The intervention targets the case that led the Bureau of Land Management to close approximately 4,400 miles of vehicle routes across 2.5 million acres of public land in the Western Mojave, a decision that took effect earlier this year after a federal court found the BLM had failed to adequately protect desert tortoise habitat and other sensitive resources under the California Desert Conservation Area Plan.
For OHV riders, the stakes are straightforward: BRC wants a seat at the table in litigation that has already eliminated access to a significant chunk of the Western Mojave route network. The organization frames the closures as an overreach that penalizes responsible recreation, and it’s asking supporters to fund the legal fight.
But the closures didn’t materialize from nowhere.
The underlying lawsuit, brought by conservation groups, argued that the BLM’s West Mojave Route Network Project failed to comply with the National Environmental Policy Act and the Federal Land Policy and Management Act. The court agreed. The route network had been designated without adequate environmental review, particularly regarding impacts to the federally threatened desert tortoise, whose population has declined sharply across the Western Mojave. The closures also address damage to archaeological sites, wilderness-quality lands, and other desert resources that had been degraded by decades of largely unmanaged vehicle use.
Environmental advocates see the closures as a long-overdue correction — the result of the BLM rubber-stamping a massive route network without doing the homework required by federal law. From their perspective, the court order simply forces the agency to go back and do the environmental analysis it should have completed in the first place.
The practical reality for riders right now: those 4,400 miles remain closed, and the legal process is unlikely to produce fast results regardless of BRC’s intervention. The BLM must complete a new environmental review before any closed routes can be reopened, and that process typically takes years, not months.

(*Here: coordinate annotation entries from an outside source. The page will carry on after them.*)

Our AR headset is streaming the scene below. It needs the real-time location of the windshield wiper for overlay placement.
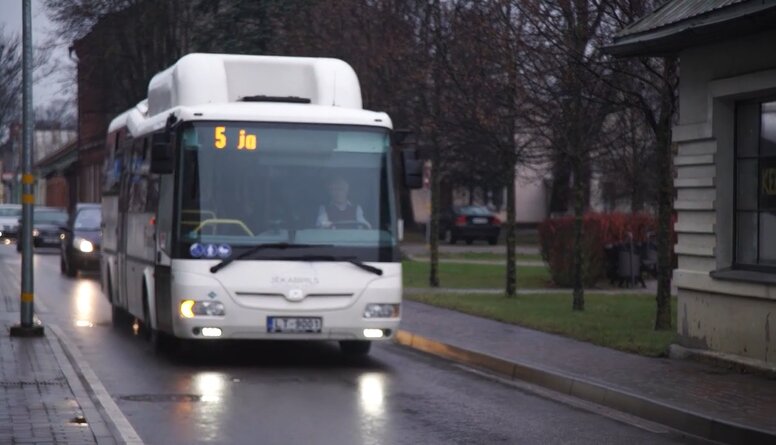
[278,255,383,275]
[210,243,332,273]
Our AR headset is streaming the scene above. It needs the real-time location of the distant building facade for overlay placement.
[37,16,118,207]
[610,0,776,369]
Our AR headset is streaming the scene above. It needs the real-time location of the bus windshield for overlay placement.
[177,122,397,261]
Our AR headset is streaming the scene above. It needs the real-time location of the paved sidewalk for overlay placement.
[397,301,776,443]
[404,287,655,297]
[408,255,546,267]
[0,286,116,445]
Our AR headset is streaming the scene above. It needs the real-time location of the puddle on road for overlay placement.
[119,394,202,403]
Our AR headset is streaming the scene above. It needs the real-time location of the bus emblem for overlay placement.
[286,289,304,301]
[189,243,205,258]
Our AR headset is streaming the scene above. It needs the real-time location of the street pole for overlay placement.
[11,0,43,337]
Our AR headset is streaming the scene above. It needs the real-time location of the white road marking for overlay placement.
[48,325,143,445]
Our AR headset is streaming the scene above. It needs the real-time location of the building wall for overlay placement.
[674,26,776,366]
[46,176,70,208]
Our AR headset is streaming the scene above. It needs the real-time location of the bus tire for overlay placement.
[110,303,127,328]
[340,340,372,357]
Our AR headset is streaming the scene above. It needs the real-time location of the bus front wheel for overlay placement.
[340,340,372,357]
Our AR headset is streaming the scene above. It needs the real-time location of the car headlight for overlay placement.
[364,303,399,318]
[73,236,94,253]
[180,300,226,318]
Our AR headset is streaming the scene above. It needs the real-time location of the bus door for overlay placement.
[116,138,133,315]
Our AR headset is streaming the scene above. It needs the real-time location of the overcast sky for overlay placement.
[0,0,75,107]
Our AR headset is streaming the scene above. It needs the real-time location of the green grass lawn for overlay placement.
[406,293,676,357]
[439,252,542,261]
[402,261,551,289]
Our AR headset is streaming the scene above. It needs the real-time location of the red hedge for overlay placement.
[539,212,657,287]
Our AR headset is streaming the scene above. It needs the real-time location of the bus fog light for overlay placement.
[202,328,221,337]
[364,329,383,338]
[180,300,226,318]
[181,300,196,318]
[364,303,399,318]
[73,236,94,253]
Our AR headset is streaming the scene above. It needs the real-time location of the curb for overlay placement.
[668,344,776,379]
[47,325,143,445]
[394,329,776,444]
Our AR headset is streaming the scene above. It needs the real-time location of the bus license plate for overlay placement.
[267,317,323,334]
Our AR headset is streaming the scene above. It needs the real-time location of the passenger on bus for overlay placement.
[316,176,372,229]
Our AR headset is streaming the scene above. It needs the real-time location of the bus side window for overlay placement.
[129,138,148,213]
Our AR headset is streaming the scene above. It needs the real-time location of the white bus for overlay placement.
[101,54,420,354]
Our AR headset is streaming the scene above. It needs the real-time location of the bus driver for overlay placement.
[315,176,372,229]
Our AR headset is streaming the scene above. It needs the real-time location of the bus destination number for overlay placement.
[213,127,257,151]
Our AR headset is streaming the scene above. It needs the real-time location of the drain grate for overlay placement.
[70,416,89,426]
[119,394,202,403]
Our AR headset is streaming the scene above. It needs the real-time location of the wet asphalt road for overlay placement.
[0,245,708,444]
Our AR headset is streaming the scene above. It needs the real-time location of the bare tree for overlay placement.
[0,26,22,136]
[517,0,611,311]
[607,0,679,330]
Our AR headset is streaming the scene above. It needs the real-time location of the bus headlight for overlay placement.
[180,300,226,318]
[364,303,399,318]
[73,236,94,253]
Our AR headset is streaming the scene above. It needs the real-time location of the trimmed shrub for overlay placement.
[539,212,657,287]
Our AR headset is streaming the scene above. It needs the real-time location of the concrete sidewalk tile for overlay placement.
[397,301,776,443]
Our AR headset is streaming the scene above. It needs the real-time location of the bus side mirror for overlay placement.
[401,148,423,189]
[150,131,175,174]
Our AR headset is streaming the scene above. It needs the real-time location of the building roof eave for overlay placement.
[603,2,776,57]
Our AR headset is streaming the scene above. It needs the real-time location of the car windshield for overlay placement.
[73,209,102,230]
[33,210,67,224]
[0,207,22,217]
[178,123,396,260]
[458,206,490,216]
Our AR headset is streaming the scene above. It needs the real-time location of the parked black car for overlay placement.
[16,206,67,252]
[0,204,22,240]
[59,204,102,277]
[439,206,501,244]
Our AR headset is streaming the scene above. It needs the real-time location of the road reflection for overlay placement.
[194,372,226,402]
[358,372,389,444]
[358,372,385,416]
[73,280,101,328]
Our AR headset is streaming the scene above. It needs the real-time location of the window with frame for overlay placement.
[735,98,776,272]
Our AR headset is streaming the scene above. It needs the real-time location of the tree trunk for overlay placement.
[504,165,517,298]
[655,58,676,330]
[572,159,585,311]
[428,143,441,287]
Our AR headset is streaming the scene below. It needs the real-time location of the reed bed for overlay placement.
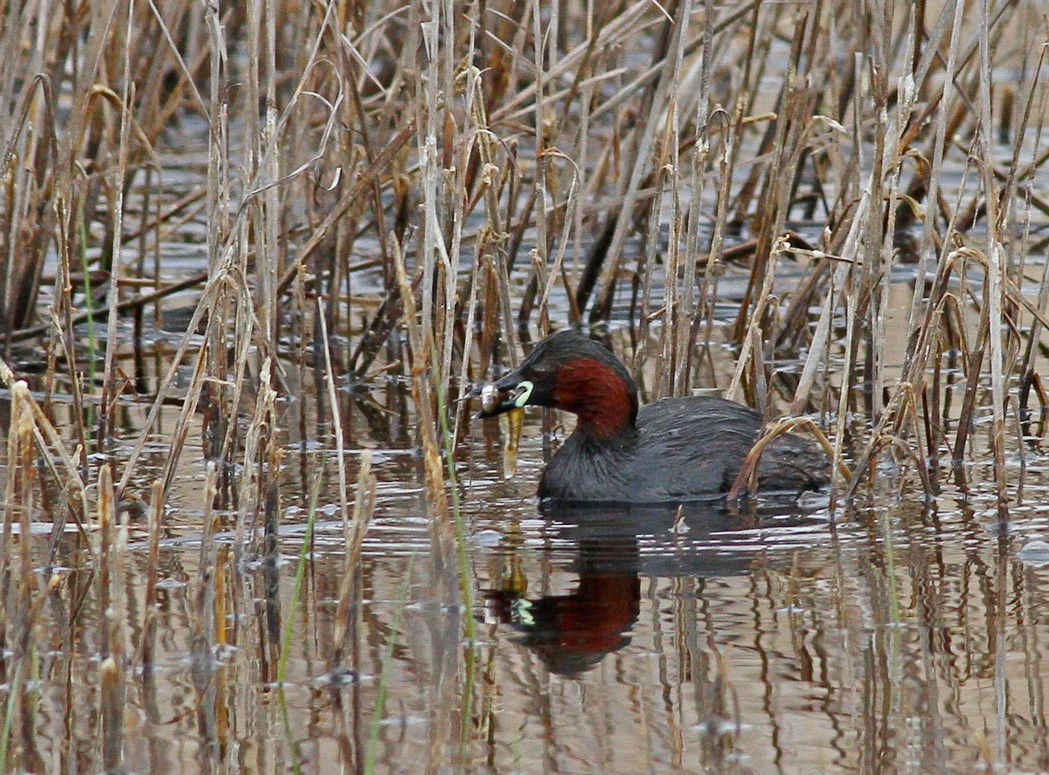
[0,0,1049,771]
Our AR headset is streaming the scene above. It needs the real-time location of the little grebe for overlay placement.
[478,330,828,503]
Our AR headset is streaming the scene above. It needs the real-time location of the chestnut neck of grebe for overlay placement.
[554,358,638,439]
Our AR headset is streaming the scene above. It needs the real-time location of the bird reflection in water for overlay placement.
[484,500,808,676]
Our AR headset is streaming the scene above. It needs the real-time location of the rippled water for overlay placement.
[4,381,1049,774]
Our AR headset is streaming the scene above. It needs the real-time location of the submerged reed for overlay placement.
[0,0,1049,771]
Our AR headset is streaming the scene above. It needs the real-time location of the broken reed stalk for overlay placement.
[141,481,164,674]
[98,464,128,772]
[277,469,323,684]
[331,449,378,669]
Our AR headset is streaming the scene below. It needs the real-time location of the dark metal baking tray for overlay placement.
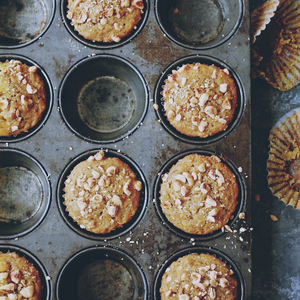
[0,0,252,300]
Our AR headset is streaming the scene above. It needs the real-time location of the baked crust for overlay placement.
[160,154,239,235]
[64,152,142,234]
[162,63,237,138]
[0,60,46,136]
[67,0,144,43]
[160,253,237,300]
[0,252,42,300]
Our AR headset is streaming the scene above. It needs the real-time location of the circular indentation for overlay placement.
[153,246,246,300]
[155,0,244,49]
[57,149,148,240]
[0,0,55,48]
[56,246,149,300]
[0,54,53,143]
[0,245,52,300]
[60,0,150,49]
[59,55,148,143]
[153,149,246,241]
[154,55,246,145]
[0,148,51,239]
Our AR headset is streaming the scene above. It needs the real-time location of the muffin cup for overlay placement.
[56,246,149,300]
[0,148,51,239]
[0,244,52,300]
[154,55,246,145]
[60,0,150,49]
[267,108,300,209]
[59,55,148,143]
[153,149,246,241]
[153,246,246,300]
[0,54,54,143]
[57,149,148,241]
[154,0,244,50]
[0,0,55,49]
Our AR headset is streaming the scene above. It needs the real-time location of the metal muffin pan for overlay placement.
[0,0,251,300]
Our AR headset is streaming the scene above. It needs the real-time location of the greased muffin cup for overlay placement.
[154,0,244,50]
[0,148,52,239]
[0,0,56,49]
[56,246,149,300]
[0,0,252,300]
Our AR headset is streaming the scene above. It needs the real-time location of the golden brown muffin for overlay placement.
[0,60,46,136]
[160,253,237,300]
[162,63,237,138]
[67,0,144,43]
[160,154,239,235]
[64,152,142,234]
[0,252,42,300]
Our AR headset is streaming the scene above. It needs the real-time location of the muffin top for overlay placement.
[67,0,144,43]
[160,154,239,235]
[0,60,46,136]
[162,63,237,138]
[160,253,237,300]
[64,151,142,234]
[0,252,42,300]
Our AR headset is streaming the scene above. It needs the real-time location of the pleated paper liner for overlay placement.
[252,0,300,91]
[267,108,300,209]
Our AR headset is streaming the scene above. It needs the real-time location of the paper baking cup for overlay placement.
[267,108,300,209]
[252,0,300,91]
[56,246,149,300]
[0,0,55,49]
[153,246,246,300]
[251,0,280,43]
[57,149,148,241]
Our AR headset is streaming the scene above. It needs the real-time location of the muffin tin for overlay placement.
[0,0,251,300]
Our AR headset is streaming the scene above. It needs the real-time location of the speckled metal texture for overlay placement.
[0,0,252,300]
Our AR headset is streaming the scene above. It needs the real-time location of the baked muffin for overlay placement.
[160,253,237,300]
[0,252,42,300]
[162,63,237,138]
[160,154,239,235]
[0,60,46,136]
[64,151,142,234]
[67,0,144,43]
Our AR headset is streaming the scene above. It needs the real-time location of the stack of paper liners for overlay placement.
[267,108,300,209]
[251,0,300,91]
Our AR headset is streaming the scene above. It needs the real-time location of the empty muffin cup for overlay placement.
[60,0,149,49]
[59,55,148,143]
[0,0,55,48]
[153,246,246,300]
[0,148,51,239]
[0,54,53,143]
[56,246,149,300]
[0,244,52,300]
[154,0,244,50]
[153,149,246,241]
[154,55,246,145]
[57,149,148,241]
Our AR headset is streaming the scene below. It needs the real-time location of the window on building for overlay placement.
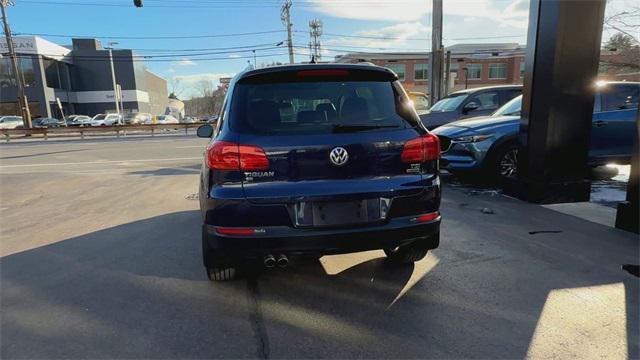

Off-roading enthusiasts planning trips to the Western Mojave should consult the BLM’s updated travel management maps before heading out. Closed routes are marked, and enforcement is active. Violations carry federal fines and can further erode the credibility of the OHV community in future land-use decisions — something neither side of this debate wants.
For those who recreate in the Western Mojave — whether on dirt bikes, in side-by-sides, or on foot — this case is worth watching. It will likely shape motorized access policy across the California desert for years to come, and the tension between recreation access and habitat protection isn’t going away. BRC’s intervention ensures the motorized recreation perspective gets formal legal standing. Whether the court finds that persuasive is another matter entirely.
The Western Mojave closure area spans portions of San Bernardino, Kern, and Los Angeles Counties, including land near Ridgecrest, Barstow, and the El Mirage area.